Sunday, December 09, 2007

Can Time Inc.'s Maghound Concept Work?

Can Time Inc.'s Maghound Concept Work?
By Kristina Joukhadar

Several stories have been written about Time Inc.'s upcoming Maghound offering, but so far, no one has really explained how it will work.

Will publishers be leery of working with Maghound?

"I hope not!" says Dave Ventresca, president of Maghound, which is spearheaded by Time Consumer Marketing.

"It will help in terms of efficiencies to have the Synapse technology residing in CT, having the resources and the publisher relations'there will definitely be some cooperation and a supportive role, along with support from other Time Inc. divisions, but Maghound will be led by Time Consumer Marketing.

While some publishers may be hesitant to join a program that might pirate some of their regular subscriptions, Ventresca says that in a live market test, the majority of consumers selected new brands, not the titles of their existing subscriptions.
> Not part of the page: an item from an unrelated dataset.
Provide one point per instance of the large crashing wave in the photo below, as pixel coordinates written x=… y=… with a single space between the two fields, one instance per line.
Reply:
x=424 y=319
In the MAGHOUND environment, we feel that more people will be reading more magazines longer than with the traditional subscription model.

What about the concept?

Maghound is not selling traditional subs, but rather, a membership in a service, says Ventresca. "We're offering a better way to order and manage magazines that come into your house [single copy]. You get a set number of titles for a monthly fee with no term.

"You are charged month to month, and are not linked to just one brand. So in month one, you can get magazines A, B and C; and in month 4, you can switch to magazines D and E."
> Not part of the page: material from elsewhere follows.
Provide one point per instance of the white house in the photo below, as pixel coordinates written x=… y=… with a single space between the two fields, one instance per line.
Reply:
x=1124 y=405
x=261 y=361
What are the practical concerns?

"We're pretty confident we can do this," says Ventresca. Time Customer Service and CDS and Palm Coast/Kable--all the major fulfillment systems--have said they can work with this. We've painted it all in broad strokes and some operational definitions remain, but we have the fulfillment solution figured out."
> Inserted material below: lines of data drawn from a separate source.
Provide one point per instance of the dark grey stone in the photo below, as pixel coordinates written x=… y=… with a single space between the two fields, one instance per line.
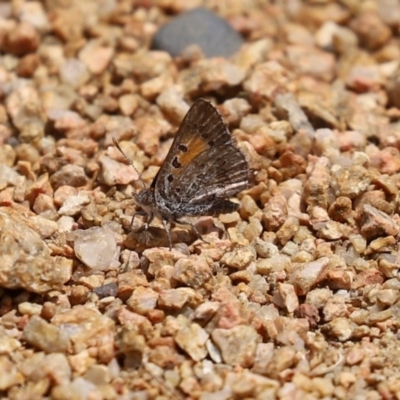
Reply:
x=200 y=26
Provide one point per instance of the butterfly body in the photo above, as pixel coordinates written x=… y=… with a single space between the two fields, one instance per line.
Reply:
x=201 y=171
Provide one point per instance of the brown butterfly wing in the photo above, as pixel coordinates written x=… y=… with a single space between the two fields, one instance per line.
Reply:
x=203 y=166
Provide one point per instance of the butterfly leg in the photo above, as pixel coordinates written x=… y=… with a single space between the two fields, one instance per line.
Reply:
x=165 y=223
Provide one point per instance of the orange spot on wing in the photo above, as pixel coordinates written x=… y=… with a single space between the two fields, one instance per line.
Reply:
x=196 y=146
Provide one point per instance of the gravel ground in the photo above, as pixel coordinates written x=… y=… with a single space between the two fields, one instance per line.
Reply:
x=295 y=296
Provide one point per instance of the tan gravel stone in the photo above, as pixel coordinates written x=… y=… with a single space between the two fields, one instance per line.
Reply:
x=237 y=345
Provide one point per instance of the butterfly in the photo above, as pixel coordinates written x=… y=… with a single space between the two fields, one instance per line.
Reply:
x=202 y=170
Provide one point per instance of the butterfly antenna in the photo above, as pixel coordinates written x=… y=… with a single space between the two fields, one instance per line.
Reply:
x=129 y=161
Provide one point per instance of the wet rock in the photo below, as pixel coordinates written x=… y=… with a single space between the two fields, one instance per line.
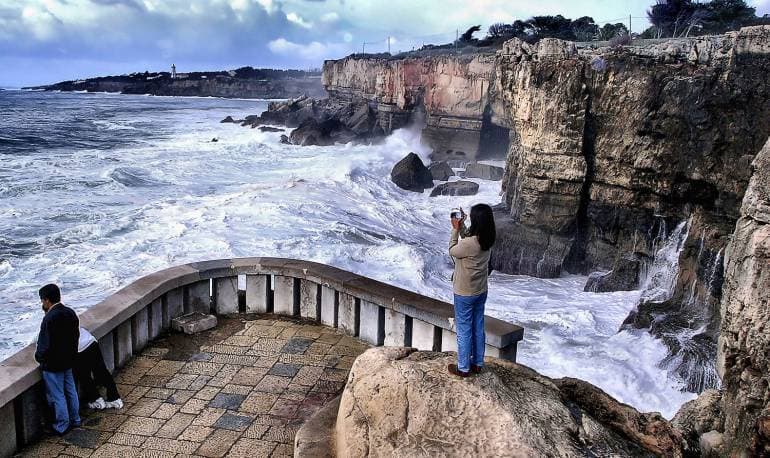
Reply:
x=743 y=355
x=251 y=120
x=324 y=133
x=624 y=276
x=362 y=120
x=711 y=444
x=399 y=402
x=411 y=174
x=699 y=416
x=441 y=171
x=484 y=172
x=456 y=188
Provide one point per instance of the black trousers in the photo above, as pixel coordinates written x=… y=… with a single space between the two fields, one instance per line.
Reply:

The current delivery system and consumer pricing levels will make it impossible to get issues out any faster than with a traditional subscription, Ventresca says. "You're still dealing with the same fulfillment calendars, the same printers, so it¹s hard to shrink. And the database selection dates are done in advance.

"It's not faster, but it will be an improvement in the expectations of the consumers, because with the account screen online, they will know approximately when they will receive all of their issues.

"For example, it will tell them 'The first issue of magazine A will be the January issue, due to arrive the third week of December.' We have postal experts working on this and they know good delivery times. All copies will qualify for the periodicals rate, presorted in with the regular run.

"Each magazine's fulfillment calendar will be known," he says, "so if the consumer selects the magazine in January, February, etc., we'll know when they send the order to the database. You need to build the fulfillment system to be scalable, reliable, cost effective, and we're doing that."

Will consumers buy their copies online?

Ventresca says the beauty of the Maghound system will be its ease of use for the consumer. "There is no term and full flexibility. Consumers will manage online in one screen. The switching is easy when there's no term. They are charged a monthly fee, by credit card and Pay Pal."

Will it meet the auditing requirements?

The Audit Bureau of Circulations reporting has been gone over multiple times, Ventresca says. "It's good circulation, paid for by real consumers with real dollars, and the orders are placed in a magazine centric environment. For the time being, at least, it will temporarily count toward single copy sales.

"When there's more volume in the future, it might evolve into its own classification on the ABC audit report. As far as the value to advertisers, it's great circulation. For a flat fee, you can choose from hundreds of magazines, which demonstrates 'wantedness.'"

What data will publishers receive?

The Maghound database will be separate and contain only the magazines and members in the program. Because of the nature of its financial relationship with its members' services, and the fact that these are not subscribers, Maghound will own the customer data and will not be able to share it with other publishers (including Time Inc.) for promotional purposes. You can¹t release the names, as members wouldn't want their data shared.

How will the finances work?

There will be full reporting for publishers, issue by issue, with how many copies were sold, particularly for new members. For example, the report will include: "Publisher, Magazine, cover date, no. of copies distributed, no. paid and no. sent to new members as part of the free trial or bad credit card debt," says Ventresca.

"Publishers will receive a fixed dollar amount per issue sold per title with a certain amount for every copy--the amounts will differ by class of title. A lot of magazines have experienced unproductive circulation on their files, and this circ will have positive payments. It could be used to replace less attractive or more expensive circ."